Gillian Gresham, PhD
Using wearable activity monitors may eventually supplement standard assessments of performance status (PS) and functionality that could inform clinicians, especially because objective evaluation of PS is difficult to determine. Patients spend most of their time outside of the clinic, self-report to providers, and undergo changes throughout treatment. Findings from a recent study at Cedars-Sinai Medical Center (CSMC) in Los Angeles, California, demonstrated the feasibility of using these wrist-worn devices to correlate with Eastern Cooperative Oncology Group (ECOG) PS and Karnofsky PS (KPS) scales.1 PS is affected by bias, resulting in patient activity being over- or underreported, which can affect short- and long-term treatment plans and clinical trial eligibility.
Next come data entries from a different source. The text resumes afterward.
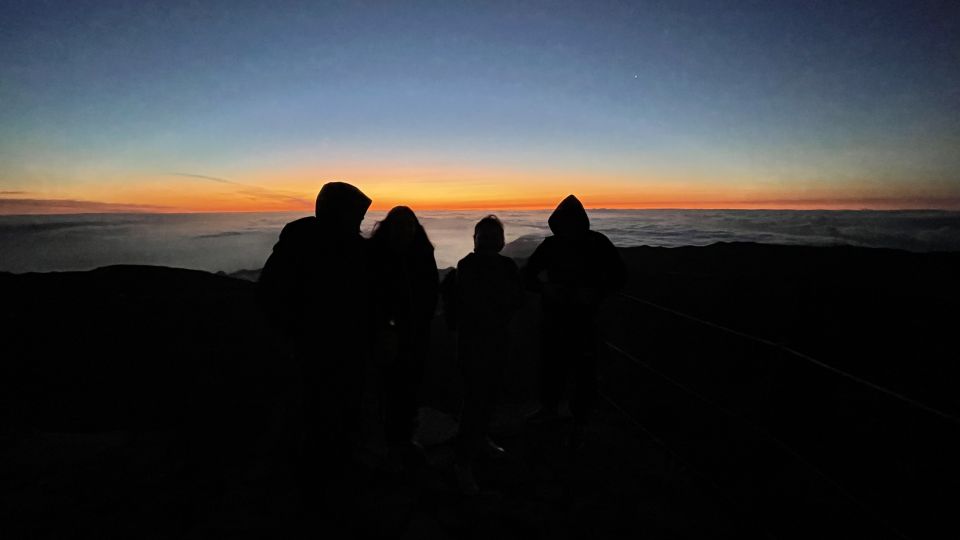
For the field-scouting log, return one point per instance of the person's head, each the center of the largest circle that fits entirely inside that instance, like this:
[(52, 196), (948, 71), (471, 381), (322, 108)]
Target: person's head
[(569, 218), (488, 235), (342, 205), (400, 231)]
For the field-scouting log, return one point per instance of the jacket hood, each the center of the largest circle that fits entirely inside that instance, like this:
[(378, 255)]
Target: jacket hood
[(569, 217), (342, 202)]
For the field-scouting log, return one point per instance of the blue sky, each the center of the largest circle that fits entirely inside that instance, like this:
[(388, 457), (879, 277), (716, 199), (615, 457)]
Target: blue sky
[(772, 100)]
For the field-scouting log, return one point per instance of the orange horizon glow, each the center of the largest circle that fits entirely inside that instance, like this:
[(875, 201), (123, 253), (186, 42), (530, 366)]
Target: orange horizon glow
[(456, 189)]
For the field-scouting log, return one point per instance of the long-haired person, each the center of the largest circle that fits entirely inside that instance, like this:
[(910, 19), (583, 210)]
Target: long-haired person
[(486, 292), (406, 284)]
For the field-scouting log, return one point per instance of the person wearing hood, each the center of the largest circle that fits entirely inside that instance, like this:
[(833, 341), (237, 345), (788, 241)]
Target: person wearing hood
[(314, 288), (574, 270)]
“Before we can ask if these devices can change practice or replace these standard assessments, we need to determine if it’s feasible for the patient to use them, [and] to wear them, and if there are any challenges with their use,” said Gillian Gresham, PhD, lead author and postdoctoral student at CSMC. “After establishing short-term feasibility, we can begin to explore whether these measurements correlate with standard assessments, patient-reported outcomes, and predict clinical outcomes,” she added.
Additional objectives of the study included measuring patient reported outcomes (PROs). “We were able to correlate PROs such as improved physical functioning, better pain tolerance, improved sleep, and lower levels of depression with increased activity, as measured using the devices,” Gresham said.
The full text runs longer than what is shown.